To earn points, you stay at any of their properties. You earn 10 points per dollar at most of them for your stay, but 5 points per dollar at Staybridge Suites and Candlewood Suites. If you have their credit card you earn many more by paying with that and IHG frequently runs promotions that give you bonus miles. (It takes a while to hit elite status normally, but the credit card ups you to Platinum automatically.)

With 10 or 5 points per stay, that means you would earn 1,500 points for spending $150 for most of their properties, but 750 points at Staybridge or Candlewood. The lowest possible redemption is 5,000 in their “Points Breaks” promotions, but those are usually hotels that nobody is booking, in obscure locations. Think Gadsden, AL; Anderson, SC; or Silao in Mexico. The more common minimum is 10,000, for a Holiday Inn Express. So it would normally require at least $1,000 in spending at their properties before earning an award, or $2,000 if staying at the bottom category ones. At $100 a night that’s 10 or 20 nights. At $150 a night it’s 7 or 14 nights.

How the Bonwi Rewards Program Works

With Bonwi.com, it’s less simple on the earnings side, but that’s because the points you earn are variable. You will often earn far more than 1,500 points for a $150 room charge. You could earn enough for a free stay after just two or three nights.

There’s also upside on the redemption part since the payout is not an average of the price paid. Your points may be worth more in some markets than others, so you can cash in faster just by choosing a hotel requiring fewer points.

Comparison of Earnings in Two Markets

Let’s say you’ve got two business trips coming up in California. One is in San Francisco and one is in San Diego. How would your earnings differ between IHG and Bonwi?
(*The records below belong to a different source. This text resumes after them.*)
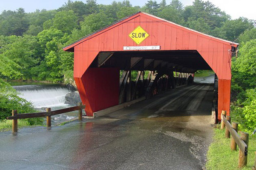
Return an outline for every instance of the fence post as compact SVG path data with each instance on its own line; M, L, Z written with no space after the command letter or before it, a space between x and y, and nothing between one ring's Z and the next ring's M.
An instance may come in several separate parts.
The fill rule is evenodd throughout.
M46 112L49 112L50 111L50 108L46 108ZM47 128L50 128L51 126L51 116L46 116L46 126Z
M238 123L235 122L232 122L232 128L237 132L238 128ZM230 140L230 148L232 151L235 151L236 150L236 143L232 135L231 135L231 140Z
M12 115L13 116L16 116L17 114L17 110L13 110ZM18 119L13 119L13 134L18 132Z
M231 121L231 118L230 116L227 116L227 120L230 123ZM227 128L225 130L225 138L230 138L230 132Z
M224 115L225 117L226 116L226 114L227 113L227 112L226 110L222 110L221 111L221 114ZM221 129L224 129L225 128L225 123L224 123L224 121L221 119Z
M254 165L252 168L252 170L256 170L256 152L255 152L255 160L254 161Z
M79 102L78 103L78 104L80 106L82 105L81 102ZM78 110L78 120L80 121L81 121L82 119L82 109Z
M248 147L249 134L243 132L241 132L240 134L241 139L244 141ZM247 164L247 155L245 155L245 153L242 152L240 148L239 149L239 155L238 156L238 168L243 168L246 166Z

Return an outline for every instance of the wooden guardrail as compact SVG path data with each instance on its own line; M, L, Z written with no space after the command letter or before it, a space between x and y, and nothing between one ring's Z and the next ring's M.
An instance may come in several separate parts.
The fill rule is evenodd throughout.
M239 147L238 157L238 167L242 168L247 164L247 155L248 154L248 143L249 142L249 134L243 132L240 132L241 136L237 133L238 124L232 123L230 124L231 118L229 116L226 117L226 112L222 111L221 113L221 126L223 129L226 127L225 138L230 138L231 134L232 138L230 141L230 147L232 150L236 150L236 144Z
M63 108L51 111L51 108L46 108L46 112L31 113L17 114L17 110L13 110L12 116L7 117L8 120L12 120L13 133L17 133L18 131L18 119L31 118L33 117L46 117L46 126L48 128L51 126L51 116L54 115L65 113L73 111L78 110L78 120L82 120L82 110L85 108L85 106L83 105L82 103L79 103L79 105L74 107Z
M252 170L256 170L256 152L255 153L255 160L254 161L254 165L252 168Z

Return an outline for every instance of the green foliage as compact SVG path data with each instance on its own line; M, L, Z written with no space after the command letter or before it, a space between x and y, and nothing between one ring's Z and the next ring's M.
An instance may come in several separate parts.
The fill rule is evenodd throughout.
M117 13L117 16L118 19L121 19L138 11L138 10L134 7L124 6L121 7L120 11Z
M81 27L89 26L92 32L110 24L113 20L108 17L103 12L96 14L92 14L85 17L84 21L81 22Z
M232 83L243 89L256 87L256 39L242 43L237 58L232 62Z
M256 28L247 30L239 36L238 41L240 43L245 43L251 40L256 39Z
M64 33L70 34L73 29L77 28L78 19L73 11L58 12L52 19L46 23L47 24L44 26L44 28L55 28Z
M35 112L31 103L21 98L10 85L0 80L0 120L11 115L12 110L18 113ZM30 124L42 121L41 119L28 119Z
M27 14L20 8L15 11L4 11L0 19L0 34L5 36L21 36L29 26Z
M158 13L158 16L161 18L175 23L183 25L184 21L182 18L180 12L172 6L168 6Z
M157 15L158 10L160 7L159 4L156 1L150 0L148 1L148 2L145 4L145 9L146 12L156 15Z
M24 34L32 36L36 36L42 31L43 31L43 28L40 26L30 25L28 27L28 29Z
M195 73L195 77L206 77L214 74L214 72L211 70L197 70Z
M190 28L204 33L210 33L210 27L207 23L205 22L205 20L203 18L200 18L196 20L189 21L188 24L189 27Z
M243 131L239 129L239 131ZM238 151L230 150L230 139L225 138L224 130L214 130L213 142L207 153L206 168L208 170L251 170L255 159L256 136L249 136L247 166L243 168L238 167ZM226 159L222 158L228 158Z
M85 3L69 0L57 10L30 13L22 8L4 11L0 15L0 78L63 82L64 75L70 75L73 64L73 54L64 52L63 47L139 11L230 40L253 27L252 21L231 20L212 3L199 0L185 7L178 0L169 4L165 0L159 3L149 0L142 8L132 6L128 0L104 5L95 0ZM249 29L239 36L241 47L245 44L242 42L255 38L255 28ZM254 57L250 56L253 63ZM237 62L232 71L234 79L244 91L247 83L252 87L255 80L246 74L246 69L241 72L243 68ZM248 80L243 81L243 77Z
M256 128L256 89L246 90L243 94L244 99L239 98L231 105L232 119L243 129L253 131Z
M227 21L224 23L222 29L226 33L225 38L233 41L245 30L253 27L252 21L240 17L238 19Z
Bonwi points back San Francisco

If you booked your San Francisco stay at the Holiday Inn Civic Center for two nights, you would pay $449 with tax either way. If you booked direct through the IHG site, that would translate to 4,490 points. If you booked it at Bonwi, you would earn 12,220 points.
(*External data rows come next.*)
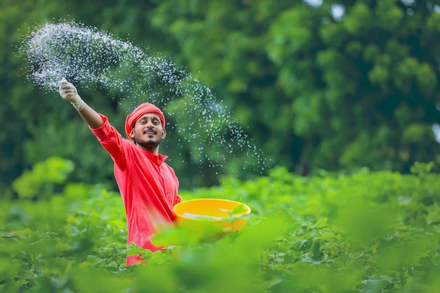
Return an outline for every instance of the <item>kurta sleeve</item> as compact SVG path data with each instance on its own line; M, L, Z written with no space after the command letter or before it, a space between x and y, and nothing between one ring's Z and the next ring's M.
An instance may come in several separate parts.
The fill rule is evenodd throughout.
M99 114L99 115L104 120L104 124L96 129L89 127L90 130L110 155L115 164L123 171L127 168L127 157L124 146L127 143L132 143L122 138L117 130L110 125L105 116L102 114Z

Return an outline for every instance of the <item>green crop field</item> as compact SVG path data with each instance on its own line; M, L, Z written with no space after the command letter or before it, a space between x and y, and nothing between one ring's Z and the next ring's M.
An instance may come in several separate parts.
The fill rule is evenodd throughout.
M252 209L239 233L207 240L183 230L155 237L164 251L127 246L116 190L72 183L53 157L1 200L0 292L440 292L440 176L361 169L266 177L182 190L183 200L238 200ZM143 264L127 267L127 253Z

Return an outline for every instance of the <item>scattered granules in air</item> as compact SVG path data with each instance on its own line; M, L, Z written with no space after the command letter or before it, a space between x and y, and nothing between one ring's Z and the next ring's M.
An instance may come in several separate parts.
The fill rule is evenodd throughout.
M94 27L61 22L32 32L19 52L30 65L28 79L45 91L58 93L58 82L64 77L82 89L98 88L110 93L111 98L128 99L127 112L141 103L156 104L176 123L167 127L188 143L200 162L221 167L237 154L255 159L243 162L243 169L249 164L260 172L266 167L262 152L209 88L147 49ZM139 101L139 97L148 100Z

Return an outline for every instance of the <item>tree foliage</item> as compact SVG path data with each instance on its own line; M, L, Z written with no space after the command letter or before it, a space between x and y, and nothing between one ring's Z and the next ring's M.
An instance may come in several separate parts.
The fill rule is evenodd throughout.
M439 122L439 5L2 0L1 185L58 155L76 163L72 178L115 186L108 155L56 93L26 80L29 65L17 54L30 30L62 19L129 39L183 66L212 89L271 166L304 174L362 166L408 172L414 162L438 162L432 127ZM125 113L108 94L82 91L122 129ZM221 170L200 164L192 146L173 136L162 150L184 188L216 183L217 174L249 171L233 158Z

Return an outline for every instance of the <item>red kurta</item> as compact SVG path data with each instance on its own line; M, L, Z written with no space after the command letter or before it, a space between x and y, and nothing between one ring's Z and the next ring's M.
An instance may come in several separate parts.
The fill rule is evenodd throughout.
M108 118L100 115L104 124L91 130L115 162L115 178L127 214L127 243L153 252L160 249L150 238L158 225L172 223L176 218L173 207L181 200L174 171L164 162L167 156L143 150L122 138ZM139 256L127 256L127 265L141 260Z

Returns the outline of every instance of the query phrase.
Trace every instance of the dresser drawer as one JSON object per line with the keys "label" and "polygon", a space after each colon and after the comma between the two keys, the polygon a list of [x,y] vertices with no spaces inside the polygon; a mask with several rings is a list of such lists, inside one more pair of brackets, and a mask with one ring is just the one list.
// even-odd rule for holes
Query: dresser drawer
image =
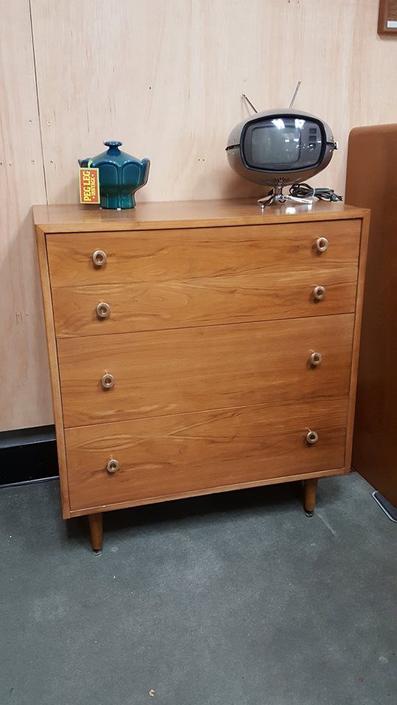
{"label": "dresser drawer", "polygon": [[[58,337],[351,313],[357,267],[53,289]],[[315,287],[325,288],[319,301]]]}
{"label": "dresser drawer", "polygon": [[[329,244],[319,253],[321,237]],[[46,242],[52,287],[186,281],[356,266],[360,221],[52,234]]]}
{"label": "dresser drawer", "polygon": [[[72,510],[213,492],[344,467],[347,399],[66,431]],[[308,429],[318,434],[307,445]],[[108,472],[109,468],[116,472]]]}
{"label": "dresser drawer", "polygon": [[[59,339],[65,426],[345,396],[353,321],[344,314]],[[322,355],[317,367],[313,351]],[[104,390],[109,374],[114,386]]]}

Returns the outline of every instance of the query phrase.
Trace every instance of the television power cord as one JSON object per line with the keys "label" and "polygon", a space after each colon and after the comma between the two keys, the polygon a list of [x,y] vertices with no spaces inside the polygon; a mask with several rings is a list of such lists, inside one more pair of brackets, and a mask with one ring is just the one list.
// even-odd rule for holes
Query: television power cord
{"label": "television power cord", "polygon": [[293,198],[318,198],[319,201],[329,201],[336,203],[342,201],[342,196],[339,196],[332,188],[320,187],[313,188],[309,184],[292,184],[289,189],[290,196]]}

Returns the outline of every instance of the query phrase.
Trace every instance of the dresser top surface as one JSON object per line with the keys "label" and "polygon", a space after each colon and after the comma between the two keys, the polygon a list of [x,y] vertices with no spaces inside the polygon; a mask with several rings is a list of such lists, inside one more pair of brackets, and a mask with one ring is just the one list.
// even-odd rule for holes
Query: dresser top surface
{"label": "dresser top surface", "polygon": [[45,233],[153,230],[164,228],[266,225],[307,220],[362,218],[368,211],[343,203],[286,204],[264,211],[256,199],[138,203],[135,209],[98,206],[34,206],[35,225]]}

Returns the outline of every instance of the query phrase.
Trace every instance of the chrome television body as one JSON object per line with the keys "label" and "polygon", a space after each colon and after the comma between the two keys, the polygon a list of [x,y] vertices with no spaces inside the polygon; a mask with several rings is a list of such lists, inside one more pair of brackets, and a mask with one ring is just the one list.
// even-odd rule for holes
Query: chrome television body
{"label": "chrome television body", "polygon": [[310,179],[325,169],[337,149],[326,122],[301,110],[285,108],[250,115],[229,135],[229,164],[241,176],[272,192],[258,201],[311,203],[283,194],[284,186]]}

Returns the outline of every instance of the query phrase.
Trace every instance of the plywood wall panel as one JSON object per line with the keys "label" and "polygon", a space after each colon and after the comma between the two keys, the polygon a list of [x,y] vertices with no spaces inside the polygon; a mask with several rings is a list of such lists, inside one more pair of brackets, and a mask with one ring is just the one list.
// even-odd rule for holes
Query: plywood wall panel
{"label": "plywood wall panel", "polygon": [[1,2],[0,430],[51,423],[30,209],[45,203],[27,0]]}
{"label": "plywood wall panel", "polygon": [[[344,189],[354,118],[396,46],[376,32],[373,0],[32,0],[45,168],[51,203],[76,199],[76,160],[105,138],[152,159],[140,200],[233,197],[258,189],[230,172],[225,144],[246,113],[288,104],[329,122],[341,150],[317,183]],[[370,59],[365,60],[368,52]],[[366,93],[365,101],[357,89]],[[352,91],[362,109],[352,104]],[[367,118],[368,119],[368,118]]]}

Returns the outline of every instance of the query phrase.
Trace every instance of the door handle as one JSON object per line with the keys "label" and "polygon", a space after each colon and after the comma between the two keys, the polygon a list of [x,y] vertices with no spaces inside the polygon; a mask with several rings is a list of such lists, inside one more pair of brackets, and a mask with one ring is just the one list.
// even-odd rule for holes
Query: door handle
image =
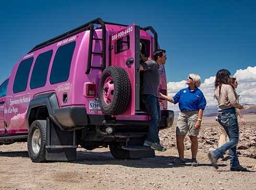
{"label": "door handle", "polygon": [[133,57],[131,57],[130,58],[127,59],[125,63],[127,66],[130,66],[131,65],[133,64],[134,62],[134,59]]}

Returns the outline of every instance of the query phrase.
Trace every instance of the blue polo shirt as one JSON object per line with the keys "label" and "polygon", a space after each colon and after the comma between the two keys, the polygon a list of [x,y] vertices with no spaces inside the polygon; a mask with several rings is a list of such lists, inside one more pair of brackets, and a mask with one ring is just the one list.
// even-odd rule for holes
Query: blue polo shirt
{"label": "blue polo shirt", "polygon": [[173,98],[174,104],[179,103],[180,110],[184,109],[190,111],[204,110],[206,105],[204,94],[198,88],[192,91],[189,87],[181,89]]}

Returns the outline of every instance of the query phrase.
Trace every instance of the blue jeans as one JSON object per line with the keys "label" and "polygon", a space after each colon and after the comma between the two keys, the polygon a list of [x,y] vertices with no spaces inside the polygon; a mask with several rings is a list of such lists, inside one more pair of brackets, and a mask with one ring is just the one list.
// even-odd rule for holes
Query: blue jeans
{"label": "blue jeans", "polygon": [[239,140],[239,128],[236,113],[222,112],[218,115],[218,121],[224,128],[229,141],[213,151],[216,159],[222,157],[228,150],[230,160],[230,168],[240,166],[237,154],[237,145]]}
{"label": "blue jeans", "polygon": [[146,140],[154,143],[159,143],[160,140],[158,133],[161,113],[158,98],[148,94],[142,95],[142,99],[150,117]]}

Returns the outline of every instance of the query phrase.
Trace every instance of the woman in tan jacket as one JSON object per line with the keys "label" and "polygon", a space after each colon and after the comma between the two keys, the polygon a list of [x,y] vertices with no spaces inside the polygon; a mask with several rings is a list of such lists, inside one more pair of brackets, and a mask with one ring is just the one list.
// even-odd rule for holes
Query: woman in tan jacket
{"label": "woman in tan jacket", "polygon": [[237,154],[239,128],[236,108],[241,109],[243,107],[238,103],[237,97],[230,85],[230,72],[226,69],[219,70],[216,75],[214,90],[214,95],[218,100],[218,121],[226,131],[229,141],[210,152],[208,157],[213,166],[217,169],[217,160],[228,150],[230,170],[247,171],[246,168],[240,165]]}

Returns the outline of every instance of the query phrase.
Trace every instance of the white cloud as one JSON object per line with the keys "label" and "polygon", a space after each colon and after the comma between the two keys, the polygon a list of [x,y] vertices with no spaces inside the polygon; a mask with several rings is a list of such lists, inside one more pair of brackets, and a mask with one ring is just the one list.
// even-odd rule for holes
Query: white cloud
{"label": "white cloud", "polygon": [[[256,104],[256,66],[248,67],[246,69],[237,70],[234,77],[237,79],[238,86],[237,91],[240,94],[240,103],[243,104]],[[206,79],[200,87],[206,99],[207,106],[217,106],[217,100],[214,98],[215,77]],[[185,81],[169,82],[167,84],[168,95],[173,96],[180,89],[187,87]],[[176,105],[168,103],[168,108],[174,111],[179,110]]]}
A month later you need to spend two nights in San Diego. You pull up the IHG site and see the Crowne Plaza Hanalei is a pretty good deal at $166 per night before taxes. The total tab for two nights is $366. If you go ahead and book it through the IHG site, you will earn $366 X 10, or 3,666 points. If you book it through Bonwi instead, you will earn 10,289 points. Another big difference.
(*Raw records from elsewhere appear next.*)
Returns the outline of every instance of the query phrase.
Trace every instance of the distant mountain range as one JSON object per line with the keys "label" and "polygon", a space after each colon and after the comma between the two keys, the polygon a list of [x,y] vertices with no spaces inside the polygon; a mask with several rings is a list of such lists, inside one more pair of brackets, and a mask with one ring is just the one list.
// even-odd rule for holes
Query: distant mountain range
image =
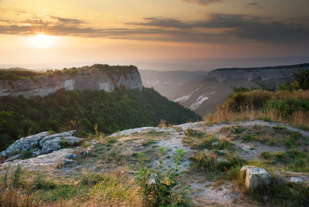
{"label": "distant mountain range", "polygon": [[261,68],[218,68],[207,72],[139,70],[146,87],[152,87],[170,100],[179,102],[199,115],[215,110],[228,95],[230,86],[257,86],[252,79],[257,77],[277,85],[284,81],[284,75],[309,63]]}

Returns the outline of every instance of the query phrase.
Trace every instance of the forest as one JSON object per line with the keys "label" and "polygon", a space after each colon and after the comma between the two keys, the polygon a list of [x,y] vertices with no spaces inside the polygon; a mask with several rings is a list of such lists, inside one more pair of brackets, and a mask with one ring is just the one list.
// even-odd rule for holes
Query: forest
{"label": "forest", "polygon": [[46,97],[0,99],[0,151],[20,137],[52,130],[79,129],[79,136],[96,130],[105,134],[142,126],[155,126],[161,120],[182,124],[201,117],[178,103],[169,101],[153,88],[142,91],[63,89]]}

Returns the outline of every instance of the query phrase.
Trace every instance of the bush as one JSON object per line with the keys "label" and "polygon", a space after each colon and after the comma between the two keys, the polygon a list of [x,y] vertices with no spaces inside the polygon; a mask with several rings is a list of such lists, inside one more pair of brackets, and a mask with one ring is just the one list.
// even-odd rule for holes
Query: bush
{"label": "bush", "polygon": [[[179,191],[174,190],[178,185],[176,179],[179,176],[178,172],[180,161],[186,154],[183,149],[177,149],[177,155],[174,157],[175,166],[163,168],[166,149],[160,148],[158,166],[154,170],[145,166],[146,155],[139,153],[139,169],[136,173],[137,183],[139,186],[139,193],[143,197],[146,206],[190,206],[191,197],[190,189],[184,188]],[[153,180],[151,180],[153,171]]]}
Bonwi vs. IHG points in San DIego

Cashing in Your Loyalty Points

Now that you’ve earned some points, what can you get if you take your kid to Orlando for a weekend getaway in March?

If you wanted to redeem what you’ve earned from these two stays, you wouldn’t have enough points with IHG Rewards. From those four nights, you only earned 8,156 points. Only a Points Break promotion would be available. Let’s assume you already had a couple thousand in the account though or you got past 10K with credit card spending.

From Bonwi you have a total of 22,509 points.

For weekends in March, with 10K IHG points from IHG, you’re going to come up empty. There is nothing available on a Friday or Saturday night in March for under 20,000 points, the amount that three of the four hotels below would require. The Holiday Inn Orlando Suites Waterpark hotel would require 35,000. So you would have to use their “points and cash” option and pay at least $70 on top of the 10,000 points.

IHG Rewards points in Orlando

For the same weekends in March with the 22,509 Bonwi points earned from four nights paid, you have lots of choices for a free night’s stay at IHG properties. These are just a few of them, including taxes:
– Holiday Inn Resort Orlando – Lake Buena Vista – 17,663
– Holiday Inn Resort Orlando Suites Waterpark – 20,273
– Holiday Inn Orlando SW – Celebration Area – 15,139
– Holiday Inn Express & Suites Orlando at Seaworld -20,412

If you want to use your points for something else, you’re much better off with Bonwi. With us you can use your points for any flight of $225 or less with those 22,509 points, or you can get two $100 gift cards from major retailers and still have some left over. The points are valued at a penny a mile. If you want to cash in for a reward card with IHG, you usually pay 20,000 points for just a $50 gift card. That’s one-fourth the value, on points that required more spending to start with.

So which program offers you a faster payoff? This one is a no-brainer.